When Ming and Don had each served their two years in China, they were married and went to northern China near Tibet to work with the Chinese speaking Miao tribe. During their first years with the Miao, two children were born to Ming and Don, a daughter, Betty, followed two years later by a son, Gordon.

When Communist rule was instated, all missionaries were considered to be American spies. Her family was wanted at the police station. These interrogations were repeated several times over the next few years. During this fearful time, Marion was born.

For the next year, Ming, the children and two women, one from Australia and one from Switzerland lived at the station. Their Miao neighbors were forbidden to help them, but often late at night someone would knock on their door, offering a fish or some vegetables.

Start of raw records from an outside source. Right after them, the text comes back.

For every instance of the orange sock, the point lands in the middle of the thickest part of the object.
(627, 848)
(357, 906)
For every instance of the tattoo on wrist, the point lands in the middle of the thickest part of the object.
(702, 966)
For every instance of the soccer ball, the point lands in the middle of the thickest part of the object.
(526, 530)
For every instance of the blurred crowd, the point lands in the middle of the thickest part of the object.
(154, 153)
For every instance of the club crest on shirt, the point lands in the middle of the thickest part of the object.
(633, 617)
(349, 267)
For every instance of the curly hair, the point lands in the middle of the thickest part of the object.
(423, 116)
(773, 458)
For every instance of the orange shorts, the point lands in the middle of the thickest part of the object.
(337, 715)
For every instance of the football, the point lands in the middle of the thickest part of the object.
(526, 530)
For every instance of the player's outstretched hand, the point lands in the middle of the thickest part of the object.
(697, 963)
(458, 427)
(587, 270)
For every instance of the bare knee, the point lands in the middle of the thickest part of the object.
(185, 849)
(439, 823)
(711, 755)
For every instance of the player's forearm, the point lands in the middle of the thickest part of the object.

As months passed, Ming was told she had two days to get out of China. Ming hoped that Don would be sent home with them, but it was not to be. When Don followed a few months later, the family was sent home to Canada.

Ming spent the next years cooking for church camps at Rocky Mountain House and Pioneer Camp south of Sundre. It was here that the young campers gave Irene Cunningham her nickname, Ming.

In 1978 Ming and Don retired to Sundre but Ming continued to cook for the camp until 1997. She has no regrets despite the hardships she has experienced. Her advice to young people is: "Learn all you can when you're young. You never know when you're going to need it."